Telepolis special Kosmologie

Telepolis serait un magazine que j’achèterais et lirais si j’avais le temps. Mais j’ai tout de même craqué pour le « special Kosmologie ».

Sur la couverture, la question fondamentale : « Où sont-ils ? »

Suivent une série d’articles sur le destin à long terme de l’humanité dans l’univers, la possibilité d’une vie extraterrestre, le programme SETI (radio ou optique), etc :

- Les mystères encore mystérieux de l’univers et les frontières actuelles de la science : sursauts gamma, déctecteur géant de neutrinos au pôle sud, détecteurs d’ondes gravitationnelles à la précision diabolique, fin possible de l’univers…

- Le multivers peut exister de plusieurs manières : tout simplement d’abord sous forme de volumes de Hubble dans un univers infini, et à 10^10^118 mètres de nous existe un monde quasi identique au nôtre, qui restera à jamais inconnu à cause des distances et de l’expansion universelle ; ensuite sous forme d’une interminable série d’univers répartis le long d’autres dimensions ; enfin sous forme de duplication d’univers nés à chaque fois qu’une fonction d’onde est observée. Que nous soyons dans un univers miraculeusement adapté à la vie (toutes proportions gardées) s’explique par le principe anthropique au sein de cette infinité d’univers possibles.

- L’énergie négative (pas l’antimatière, qui est positive, mais la vraie négative) n’est déjà pas un objet que l’on manie tous les jours hors de l’effet Casimir. En théorie, cela pourrait servir à voyager plus vite que la lumière, ou traverser des trous noirs. En théorie aussi ça n’avancera en pratique à rien (fichu principe d’incertitude !).

- Stephen Hawking himself évoque la possibilité d’une vie intelligente dans l’univers, et ajoute des réflexions pas très nouvelles sur la fragilité de la vie sur Terre avec ces humains et leur bombe atomique, le passage à un type d’évolution qui ne soit plus darwiniste, ou des solutions possibles connues au paradoxe de Fermi.

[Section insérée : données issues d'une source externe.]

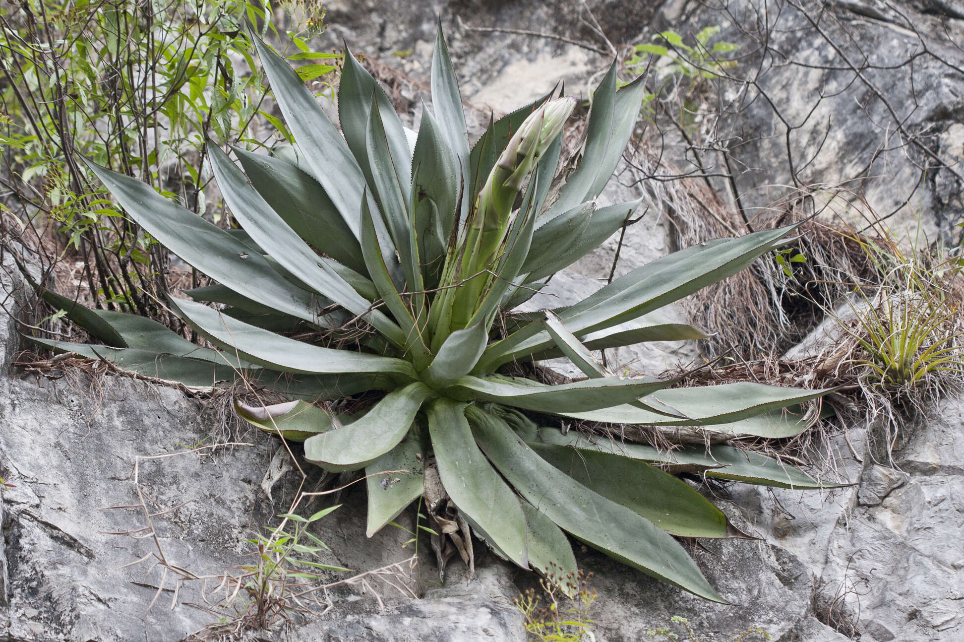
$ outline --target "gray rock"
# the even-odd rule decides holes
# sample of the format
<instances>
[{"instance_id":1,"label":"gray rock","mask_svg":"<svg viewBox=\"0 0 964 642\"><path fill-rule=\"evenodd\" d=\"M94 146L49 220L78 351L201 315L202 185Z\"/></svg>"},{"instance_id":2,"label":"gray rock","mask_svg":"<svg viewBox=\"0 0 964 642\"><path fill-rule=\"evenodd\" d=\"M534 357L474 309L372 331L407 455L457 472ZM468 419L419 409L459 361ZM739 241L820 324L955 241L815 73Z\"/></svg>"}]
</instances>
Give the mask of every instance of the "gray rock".
<instances>
[{"instance_id":1,"label":"gray rock","mask_svg":"<svg viewBox=\"0 0 964 642\"><path fill-rule=\"evenodd\" d=\"M886 466L871 464L860 478L857 503L861 506L878 506L891 491L907 483L907 473Z\"/></svg>"}]
</instances>

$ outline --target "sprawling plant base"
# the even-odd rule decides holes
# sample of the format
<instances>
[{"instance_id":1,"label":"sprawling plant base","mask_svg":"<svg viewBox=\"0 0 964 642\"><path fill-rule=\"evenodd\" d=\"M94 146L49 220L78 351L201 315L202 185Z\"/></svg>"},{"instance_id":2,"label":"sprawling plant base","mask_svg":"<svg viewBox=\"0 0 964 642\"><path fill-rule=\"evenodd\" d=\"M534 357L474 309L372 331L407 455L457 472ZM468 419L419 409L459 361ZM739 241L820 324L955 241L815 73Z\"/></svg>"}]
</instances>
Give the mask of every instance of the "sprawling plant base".
<instances>
[{"instance_id":1,"label":"sprawling plant base","mask_svg":"<svg viewBox=\"0 0 964 642\"><path fill-rule=\"evenodd\" d=\"M243 229L220 229L147 185L91 165L137 224L212 279L187 291L195 302L170 304L220 349L48 291L107 345L35 340L187 385L243 374L284 392L292 401L237 411L304 441L306 458L329 470L364 468L369 536L422 495L424 467L435 466L475 534L522 568L553 568L563 577L575 572L569 533L719 601L674 536L740 533L671 473L793 488L817 481L729 446L669 455L564 434L529 417L709 426L734 437L799 433L798 405L821 391L670 388L674 381L612 376L592 353L704 336L666 321L659 308L747 267L791 227L683 250L575 306L513 312L638 206L600 207L595 200L632 135L642 81L617 91L612 66L593 94L581 162L556 176L575 100L553 92L491 123L469 148L441 30L433 110L423 110L416 135L354 57L345 57L339 132L287 64L255 44L301 160L234 149L242 172L212 146L215 176ZM494 328L496 318L503 322ZM560 356L587 378L547 386L500 373L513 361ZM385 394L353 416L308 403L365 390ZM386 470L407 472L379 475Z\"/></svg>"}]
</instances>

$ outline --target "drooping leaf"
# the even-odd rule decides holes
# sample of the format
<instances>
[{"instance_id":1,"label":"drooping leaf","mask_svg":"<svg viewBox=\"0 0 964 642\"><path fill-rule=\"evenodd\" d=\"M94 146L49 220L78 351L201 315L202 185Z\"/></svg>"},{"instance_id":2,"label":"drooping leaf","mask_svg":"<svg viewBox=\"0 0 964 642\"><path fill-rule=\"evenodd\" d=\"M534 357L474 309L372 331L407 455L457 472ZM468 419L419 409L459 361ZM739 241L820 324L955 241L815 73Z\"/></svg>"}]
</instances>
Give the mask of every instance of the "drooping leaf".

La remarque que je retiens : la vie datant quasiment du refroidissement de la Terre, on peut considérer que son apparition est facile et commune ; par contre il a fallu attendre trois milliards d’années pour voir apparaître la vie multicellulaire, c’est peut-être donc cette étape qui est hautement improbable.

- Et ce paradoxe de Fermi (je rappelle que j’ai déjà radoté là-dessus ici) revient comme une rengaine. Deux articles surtout énumèrent des hypothèses souvent déjà connues par qui s’intéresse au sujet : impossibilité du vol interstellaire, causes sociales, autodestruction systématique… Pour Ian Crawford encore, les dinosaures montrent que la vie pourrait prospérer sans mener inéluctablement à l’intelligence.
D’autres hypothèses : les artefacts nous crèvent les yeux mais nous les interprétons comme des phénomènes naturels (pulsars ?), nous ne savons pas reconnaître les extra-terrestres car ils diffèrent trop de nous (exemple de la fourmi sur une autoroute incapable de découvrir la civilisation humaine) ; ils nous observent depuis toujours (scénario « du monolithe ») et nous découvrirons un jour leurs traces dans notre système solaire (un article discute de ce que ce pourrait être) ; nous vivons dans une zone de la Galaxie ou de l’univers exceptionnellement riche en éléments lourds ; toute civilisation est vite victime d’un univers finalement très dangereux (au moins jusque récemment) : supernovas, rayons gamma…

- L’équation de Drake, formulée en 1961 dans un minuscule congrès, n’a pas réclamé grand effort à son auteur, qui s'étonne de son succès. Les premiers facteurs (nombre d’étoiles et planètes) sont mieux estimés à présent ; les autres restent des devinettes. Il y manquerait cependant un facteur Pb (Politicians & bigotry) : un seul membre du Congrès américain peut couper les ailes au SETI.

- L'équation de Drake comme le paradoxe de Fermi se ramènent donc vite à l’interrogation sur la durée de vie des civilisations. Un article de 1981 du regretté bon docteur Asimov rappelle que nous sommes intelligents et capables de prévoir, avec des inconvénients majeurs : la possibilité d’une vengeance, le besoin d’accumuler les richesses et donc l’épée de Damoclès de l’autodestruction.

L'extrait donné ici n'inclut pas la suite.